McCarty told The Gazette he graduated in May with a bachelor's degree in biochemistry, and wanted to shift his career more toward applied research and the engineering sciences. After returning from London, McCarty hopes to pursue a doctorate in bioengineering.
'If I didn't take this year, I couldn't make that leap to engineering,” he said.
And without the Fulbright scholarship, McCarty said, he couldn't get a master's from the best European institution in his field.
'I could have applied to come here and paid my own way - but it would have been exceedingly expensive,” he said. 'I definitely couldn't afford it.”
McCarty's Fulbright scholarship covers the cost of tuition and offers a stipend for living. While at Imperial College, he'll focus on engineering E. coli and yeast to produce a variety of therapeutic molecules - including antibiotics, antioxidants, antitumour agents, and appetite suppression hormones.
The work, eventually, could make intensive drug production much cheaper - expanding access for patients.
UI pharmacy student Jasmine Mangrum, 28, said she also hopes to use her Fulbright experience to solve grand-scale health problems - even if by starting small.
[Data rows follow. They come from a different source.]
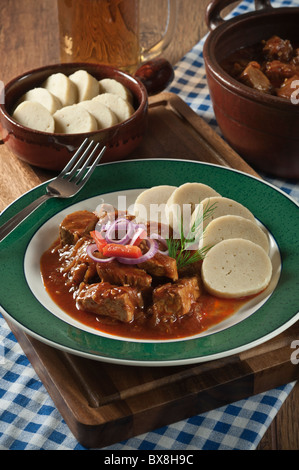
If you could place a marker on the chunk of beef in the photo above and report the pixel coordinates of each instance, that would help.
(253, 76)
(76, 225)
(277, 71)
(161, 265)
(171, 301)
(118, 302)
(121, 275)
(289, 89)
(277, 48)
(76, 264)
(107, 213)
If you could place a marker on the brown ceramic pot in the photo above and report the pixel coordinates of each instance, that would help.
(263, 129)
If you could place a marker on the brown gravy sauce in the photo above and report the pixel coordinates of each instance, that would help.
(206, 312)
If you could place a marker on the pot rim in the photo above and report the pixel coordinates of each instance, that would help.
(231, 83)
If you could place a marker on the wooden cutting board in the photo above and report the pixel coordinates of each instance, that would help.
(106, 403)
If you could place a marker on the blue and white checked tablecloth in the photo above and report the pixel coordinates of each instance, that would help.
(29, 419)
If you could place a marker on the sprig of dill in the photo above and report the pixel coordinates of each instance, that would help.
(180, 249)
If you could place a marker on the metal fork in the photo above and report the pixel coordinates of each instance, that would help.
(68, 183)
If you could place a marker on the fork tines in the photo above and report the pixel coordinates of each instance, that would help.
(84, 157)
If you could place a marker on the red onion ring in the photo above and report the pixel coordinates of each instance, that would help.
(114, 226)
(90, 251)
(153, 248)
(157, 236)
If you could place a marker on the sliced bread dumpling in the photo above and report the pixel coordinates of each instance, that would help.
(236, 268)
(103, 115)
(218, 206)
(151, 203)
(184, 200)
(110, 85)
(35, 116)
(74, 120)
(87, 85)
(121, 108)
(234, 226)
(44, 97)
(61, 86)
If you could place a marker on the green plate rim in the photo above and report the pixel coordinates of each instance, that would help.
(278, 313)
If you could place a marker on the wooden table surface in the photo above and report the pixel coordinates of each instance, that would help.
(29, 39)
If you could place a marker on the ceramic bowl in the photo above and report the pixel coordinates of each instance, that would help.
(52, 151)
(262, 128)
The doctor of pharmacy and master of public health candidate currently is studying smoking cessation education for student pharmacists at Cluj-Napoca's Medical University Pharmacy Faculty in Romania.
Inspired by her own mother's struggle with smoking, Mangrum said she hopes to inject pharmacists into the global health workforce equipped with intervention techniques for patients looking to quit.
Romania is a country Mangrum has visited on multiple occasions, and it has a campaign to be smoke-free by 2035.
'If I can put a little footprint on what they're trying to do here, that would be awesome,” she said.
Mangrum also takes seriously her role as an ambassador for Iowa and the United States.
'It makes me nervous,” she said, noting that as a black woman she also is serving as a race ambassador in a country with little diversity. 'It can be very challenging.”
But William Reisinger, UI political science professor and 2017-18 Fulbright faculty mentor, said Iowa's students are up to the diplomatic task.
'This designation is a reminder that University of Iowa students are among the most promising in our country,” he said in a statement. 'Each new group of Fulbright winners deepens Iowa's tradition of pursuing international connections at the personal level. And by forging such connections, they give a boost to how people overseas view our state and our country.”